Happy New Year, Except to Facebook/Meta

The EU is starting its privacy year with a bang: Facebook parent Meta will be fined hundreds of millions of dollars (again) in relation to privacy practices falling afoul of the EU's privacy laws (GDPR). This brings the running total of fines against Meta for 2022-2023 to more than a billion dollars, if my math is correct.  

More significantly, the issue this time is that Meta essentially requires that consumers agree to receive personalized advertising as a condition for using its Facebook service. Rather than give consumers a clear choice upfront about whether to opt into personalized ads, Facebook tried to hide the "consent" mechanism in its terms and conditions of service. Ireland's data regulator has given Meta three months to outline a proposed fix.

Why It Matters

The EU takes privacy seriously. It is clear that the data regulators around the EU mean to bring Facebook to heel when it comes to user data and ad tech, including by forcing more transparency into Facebook's practices. Google has also been in the regulators' cross-hairs, for its advertising and other practices that depend on data for its revenue. For most US companies, these data squabbles are only indirectly relevant (they may affect ad tech, analytics, or other services they purchase from Facebook and Google).  
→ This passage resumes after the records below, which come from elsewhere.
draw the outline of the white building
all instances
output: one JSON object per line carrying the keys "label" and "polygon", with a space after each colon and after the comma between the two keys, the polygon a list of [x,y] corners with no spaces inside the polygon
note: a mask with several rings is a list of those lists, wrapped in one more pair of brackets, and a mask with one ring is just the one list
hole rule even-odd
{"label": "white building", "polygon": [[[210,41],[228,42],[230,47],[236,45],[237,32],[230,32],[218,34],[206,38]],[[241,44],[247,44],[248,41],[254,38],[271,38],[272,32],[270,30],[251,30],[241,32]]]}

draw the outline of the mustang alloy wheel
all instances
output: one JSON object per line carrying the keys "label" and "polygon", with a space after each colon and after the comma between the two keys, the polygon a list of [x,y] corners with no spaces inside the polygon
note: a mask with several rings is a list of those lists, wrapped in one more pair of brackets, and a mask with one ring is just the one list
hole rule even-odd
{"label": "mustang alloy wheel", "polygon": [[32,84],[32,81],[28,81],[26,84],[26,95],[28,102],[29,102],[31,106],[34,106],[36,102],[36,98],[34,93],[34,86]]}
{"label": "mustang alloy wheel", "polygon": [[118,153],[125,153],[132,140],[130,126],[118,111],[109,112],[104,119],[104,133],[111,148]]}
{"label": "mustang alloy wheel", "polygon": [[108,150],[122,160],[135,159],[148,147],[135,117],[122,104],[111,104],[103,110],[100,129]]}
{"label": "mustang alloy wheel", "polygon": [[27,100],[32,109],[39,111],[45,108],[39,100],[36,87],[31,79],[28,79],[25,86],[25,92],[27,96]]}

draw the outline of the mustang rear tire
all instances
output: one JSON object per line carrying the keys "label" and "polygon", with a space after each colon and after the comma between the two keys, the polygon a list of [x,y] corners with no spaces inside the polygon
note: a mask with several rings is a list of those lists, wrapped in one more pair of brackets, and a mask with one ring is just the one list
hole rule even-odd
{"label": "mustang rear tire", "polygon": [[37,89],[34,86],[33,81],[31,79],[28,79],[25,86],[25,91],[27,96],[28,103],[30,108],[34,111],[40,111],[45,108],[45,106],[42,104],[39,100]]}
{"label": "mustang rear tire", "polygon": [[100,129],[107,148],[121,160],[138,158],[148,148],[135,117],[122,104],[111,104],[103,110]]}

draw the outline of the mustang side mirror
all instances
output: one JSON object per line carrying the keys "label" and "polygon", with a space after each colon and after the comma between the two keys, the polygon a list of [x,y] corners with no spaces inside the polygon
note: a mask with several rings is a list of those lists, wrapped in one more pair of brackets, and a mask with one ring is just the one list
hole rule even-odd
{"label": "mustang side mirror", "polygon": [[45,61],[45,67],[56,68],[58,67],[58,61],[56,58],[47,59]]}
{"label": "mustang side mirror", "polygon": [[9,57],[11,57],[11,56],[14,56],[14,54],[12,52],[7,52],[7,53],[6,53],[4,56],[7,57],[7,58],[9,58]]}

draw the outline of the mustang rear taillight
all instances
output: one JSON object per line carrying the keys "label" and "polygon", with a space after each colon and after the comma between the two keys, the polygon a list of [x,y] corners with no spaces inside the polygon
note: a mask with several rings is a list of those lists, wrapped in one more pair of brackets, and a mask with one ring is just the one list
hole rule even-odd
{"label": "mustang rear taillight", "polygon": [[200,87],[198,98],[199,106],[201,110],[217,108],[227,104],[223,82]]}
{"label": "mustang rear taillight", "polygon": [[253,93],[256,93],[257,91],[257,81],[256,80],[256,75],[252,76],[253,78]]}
This latest case, however, has some object lessons for any company: you can't pretend to give consumers a choice when they don't really have one. Be clear about consent. Be clear about whether "no" from the consumer means you will stop doing something. Don't try to hide "consent" mechanisms in your terms and conditions. 

Your company may not have to pay a billion dollars of fines every year. Still, any investigation means costs and disruptions, all of which are unnecessary if you give consumers clear disclosures about their choices.